CoreLogic says home loans are bucking the consumer credit trend
While concerns are increasing around some forms of consumer credit, including auto and student loans, the mortgage sector is showing contrasting resilience.
The national mortgage delinquency rate continued to decline in January 2019, according to the newly-released Loan Performance Insights Report from CoreLogic.
In fact, the 0.9% decline in the overall delinquency rate compared to a year earlier meant the 4% of homes with a mortgage in some stage of delinquency was the lowest for the month of January for at least 20 years.
There was also a decline in the foreclosure inventory rate, down 0.2 percentage points year-over-year to 0.4%.

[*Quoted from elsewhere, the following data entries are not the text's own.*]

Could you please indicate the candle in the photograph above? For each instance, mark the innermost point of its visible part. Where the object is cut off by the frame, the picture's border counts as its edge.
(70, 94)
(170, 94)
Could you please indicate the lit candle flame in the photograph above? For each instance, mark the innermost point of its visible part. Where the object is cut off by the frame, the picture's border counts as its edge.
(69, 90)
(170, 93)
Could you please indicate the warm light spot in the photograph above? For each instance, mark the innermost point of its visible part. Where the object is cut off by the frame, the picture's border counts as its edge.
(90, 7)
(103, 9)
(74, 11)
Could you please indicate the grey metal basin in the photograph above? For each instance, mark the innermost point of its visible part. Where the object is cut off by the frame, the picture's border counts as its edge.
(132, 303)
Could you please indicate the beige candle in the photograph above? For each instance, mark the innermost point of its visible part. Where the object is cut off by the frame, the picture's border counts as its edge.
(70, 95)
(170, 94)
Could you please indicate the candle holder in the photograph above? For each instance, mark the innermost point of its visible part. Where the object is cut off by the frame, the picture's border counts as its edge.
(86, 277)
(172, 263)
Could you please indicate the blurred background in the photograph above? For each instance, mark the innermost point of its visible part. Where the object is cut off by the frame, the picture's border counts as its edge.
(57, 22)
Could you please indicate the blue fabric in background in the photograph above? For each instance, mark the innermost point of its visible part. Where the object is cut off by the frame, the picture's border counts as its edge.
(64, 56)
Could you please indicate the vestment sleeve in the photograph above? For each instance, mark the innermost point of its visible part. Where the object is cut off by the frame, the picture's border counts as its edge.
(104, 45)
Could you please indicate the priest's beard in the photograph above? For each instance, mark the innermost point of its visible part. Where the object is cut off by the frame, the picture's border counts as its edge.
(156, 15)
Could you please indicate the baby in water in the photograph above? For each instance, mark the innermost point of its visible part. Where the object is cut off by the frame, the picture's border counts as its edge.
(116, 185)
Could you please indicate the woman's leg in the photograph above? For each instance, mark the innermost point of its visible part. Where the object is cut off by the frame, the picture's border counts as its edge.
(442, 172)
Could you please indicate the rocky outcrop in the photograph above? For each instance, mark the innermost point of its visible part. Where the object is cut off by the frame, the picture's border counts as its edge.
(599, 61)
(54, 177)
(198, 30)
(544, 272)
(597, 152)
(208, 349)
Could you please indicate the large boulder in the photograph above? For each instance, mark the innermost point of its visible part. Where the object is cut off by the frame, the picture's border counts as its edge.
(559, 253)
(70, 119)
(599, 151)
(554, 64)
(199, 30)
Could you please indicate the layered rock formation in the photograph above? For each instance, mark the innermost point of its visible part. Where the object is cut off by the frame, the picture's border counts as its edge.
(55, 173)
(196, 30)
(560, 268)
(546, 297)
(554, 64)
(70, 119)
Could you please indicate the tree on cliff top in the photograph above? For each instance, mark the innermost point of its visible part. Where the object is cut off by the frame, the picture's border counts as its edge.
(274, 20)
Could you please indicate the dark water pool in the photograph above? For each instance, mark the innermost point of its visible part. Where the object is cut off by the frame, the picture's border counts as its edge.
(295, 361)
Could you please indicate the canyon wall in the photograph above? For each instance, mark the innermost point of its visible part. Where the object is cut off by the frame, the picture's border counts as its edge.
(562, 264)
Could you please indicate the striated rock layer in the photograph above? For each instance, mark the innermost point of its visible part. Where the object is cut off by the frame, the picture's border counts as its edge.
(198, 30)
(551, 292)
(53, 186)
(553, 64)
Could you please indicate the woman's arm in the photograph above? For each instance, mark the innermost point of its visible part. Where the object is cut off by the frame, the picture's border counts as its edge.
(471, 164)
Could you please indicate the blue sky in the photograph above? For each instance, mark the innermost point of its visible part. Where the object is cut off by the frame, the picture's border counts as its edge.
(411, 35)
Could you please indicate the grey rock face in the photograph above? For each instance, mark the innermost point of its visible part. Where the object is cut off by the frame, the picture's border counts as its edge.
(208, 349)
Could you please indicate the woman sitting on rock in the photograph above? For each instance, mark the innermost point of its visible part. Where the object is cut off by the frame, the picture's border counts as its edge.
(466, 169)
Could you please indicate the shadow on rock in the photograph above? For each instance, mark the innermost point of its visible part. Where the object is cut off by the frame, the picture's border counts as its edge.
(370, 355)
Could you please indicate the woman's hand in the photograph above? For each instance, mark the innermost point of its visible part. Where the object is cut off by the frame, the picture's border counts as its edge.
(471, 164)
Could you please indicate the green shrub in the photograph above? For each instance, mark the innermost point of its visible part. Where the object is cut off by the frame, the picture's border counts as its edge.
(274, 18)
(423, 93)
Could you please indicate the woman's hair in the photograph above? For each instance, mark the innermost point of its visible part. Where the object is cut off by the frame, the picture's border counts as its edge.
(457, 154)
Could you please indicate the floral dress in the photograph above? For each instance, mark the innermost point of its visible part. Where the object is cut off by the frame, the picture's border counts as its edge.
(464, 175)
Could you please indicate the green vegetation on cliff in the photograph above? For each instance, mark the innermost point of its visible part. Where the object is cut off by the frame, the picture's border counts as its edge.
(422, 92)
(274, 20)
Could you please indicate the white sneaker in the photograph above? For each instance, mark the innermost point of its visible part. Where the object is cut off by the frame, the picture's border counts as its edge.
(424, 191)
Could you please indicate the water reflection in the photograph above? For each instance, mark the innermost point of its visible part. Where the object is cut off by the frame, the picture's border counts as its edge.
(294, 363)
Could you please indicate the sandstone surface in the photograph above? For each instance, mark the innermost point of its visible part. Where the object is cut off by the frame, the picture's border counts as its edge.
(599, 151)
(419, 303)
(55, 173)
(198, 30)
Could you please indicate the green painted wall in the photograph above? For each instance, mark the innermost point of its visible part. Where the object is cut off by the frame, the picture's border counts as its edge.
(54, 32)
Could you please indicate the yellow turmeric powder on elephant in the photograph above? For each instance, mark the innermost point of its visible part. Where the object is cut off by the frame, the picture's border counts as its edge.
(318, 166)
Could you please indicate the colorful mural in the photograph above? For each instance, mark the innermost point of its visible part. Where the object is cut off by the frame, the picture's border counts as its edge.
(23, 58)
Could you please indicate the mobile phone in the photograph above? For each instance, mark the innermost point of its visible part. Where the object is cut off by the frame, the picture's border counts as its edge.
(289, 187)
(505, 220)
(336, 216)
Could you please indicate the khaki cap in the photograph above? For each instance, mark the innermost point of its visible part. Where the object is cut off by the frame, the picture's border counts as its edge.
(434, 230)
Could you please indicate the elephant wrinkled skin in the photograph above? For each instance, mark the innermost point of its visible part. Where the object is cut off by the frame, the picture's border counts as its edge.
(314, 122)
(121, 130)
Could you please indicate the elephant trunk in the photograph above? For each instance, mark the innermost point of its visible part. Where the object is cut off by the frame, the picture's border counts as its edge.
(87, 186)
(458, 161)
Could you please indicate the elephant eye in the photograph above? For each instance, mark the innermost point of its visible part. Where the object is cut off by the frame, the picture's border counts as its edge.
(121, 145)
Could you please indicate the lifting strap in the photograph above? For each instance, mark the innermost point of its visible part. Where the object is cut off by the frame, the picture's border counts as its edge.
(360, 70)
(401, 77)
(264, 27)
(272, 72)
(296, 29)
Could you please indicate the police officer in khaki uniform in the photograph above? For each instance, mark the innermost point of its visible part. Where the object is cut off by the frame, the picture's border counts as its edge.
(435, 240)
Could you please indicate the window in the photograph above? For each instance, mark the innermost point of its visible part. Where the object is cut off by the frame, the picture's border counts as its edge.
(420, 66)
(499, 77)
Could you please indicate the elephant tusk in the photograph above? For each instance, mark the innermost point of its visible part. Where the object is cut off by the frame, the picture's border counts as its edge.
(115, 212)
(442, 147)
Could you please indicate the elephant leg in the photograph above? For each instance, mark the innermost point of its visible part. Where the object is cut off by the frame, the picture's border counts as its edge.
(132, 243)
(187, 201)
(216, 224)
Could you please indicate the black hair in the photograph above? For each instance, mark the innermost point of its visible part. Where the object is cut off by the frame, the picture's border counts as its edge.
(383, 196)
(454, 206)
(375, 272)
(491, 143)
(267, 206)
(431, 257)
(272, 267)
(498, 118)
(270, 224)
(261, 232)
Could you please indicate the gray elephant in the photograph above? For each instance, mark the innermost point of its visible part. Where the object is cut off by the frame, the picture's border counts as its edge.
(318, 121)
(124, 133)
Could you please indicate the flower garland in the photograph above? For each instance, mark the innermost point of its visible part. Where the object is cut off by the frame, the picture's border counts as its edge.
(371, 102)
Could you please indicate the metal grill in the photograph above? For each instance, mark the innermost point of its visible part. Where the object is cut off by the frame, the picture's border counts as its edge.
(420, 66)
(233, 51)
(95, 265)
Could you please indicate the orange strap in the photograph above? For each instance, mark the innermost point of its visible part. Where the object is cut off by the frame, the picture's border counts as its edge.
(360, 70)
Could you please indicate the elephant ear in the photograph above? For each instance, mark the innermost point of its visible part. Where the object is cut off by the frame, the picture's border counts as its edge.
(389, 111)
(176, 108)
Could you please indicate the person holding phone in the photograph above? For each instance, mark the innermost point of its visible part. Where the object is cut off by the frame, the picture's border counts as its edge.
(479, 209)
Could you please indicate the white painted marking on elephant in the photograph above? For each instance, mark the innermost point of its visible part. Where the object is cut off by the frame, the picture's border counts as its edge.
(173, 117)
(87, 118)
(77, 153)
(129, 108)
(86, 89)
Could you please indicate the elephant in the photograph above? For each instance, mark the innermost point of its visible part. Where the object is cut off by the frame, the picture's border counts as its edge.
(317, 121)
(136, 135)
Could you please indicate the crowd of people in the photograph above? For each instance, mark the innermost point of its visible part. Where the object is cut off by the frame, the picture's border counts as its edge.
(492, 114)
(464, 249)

“Income growth, home appreciation and sound underwriting combined have pushed delinquency rates to their lowest level in 20 years,” said Dr. Frank Nothaft, chief economist for CoreLogic. “The low delinquency rates on home mortgages are a contrast to the rising delinquency rates on consumer credit. While home mortgage delinquency rates are at, or are near, their lowest levels in two decades, delinquency rates for auto and student loans are higher now than they were during the early and mid-2000s.”
Delinquencies down for more than a year
The overall delinquency rate has been declining lower on a year-over-year basis every month for more than a year.
But there were small increases in 13 markets in January.
“As the economic expansion continues to create jobs and low mortgage rates support home buying this spring, delinquency rates are likely to trend lower during the coming year,” said Frank Martell, president and CEO of CoreLogic. “The decline in delinquency rates has occurred in nearly all parts of the nation.”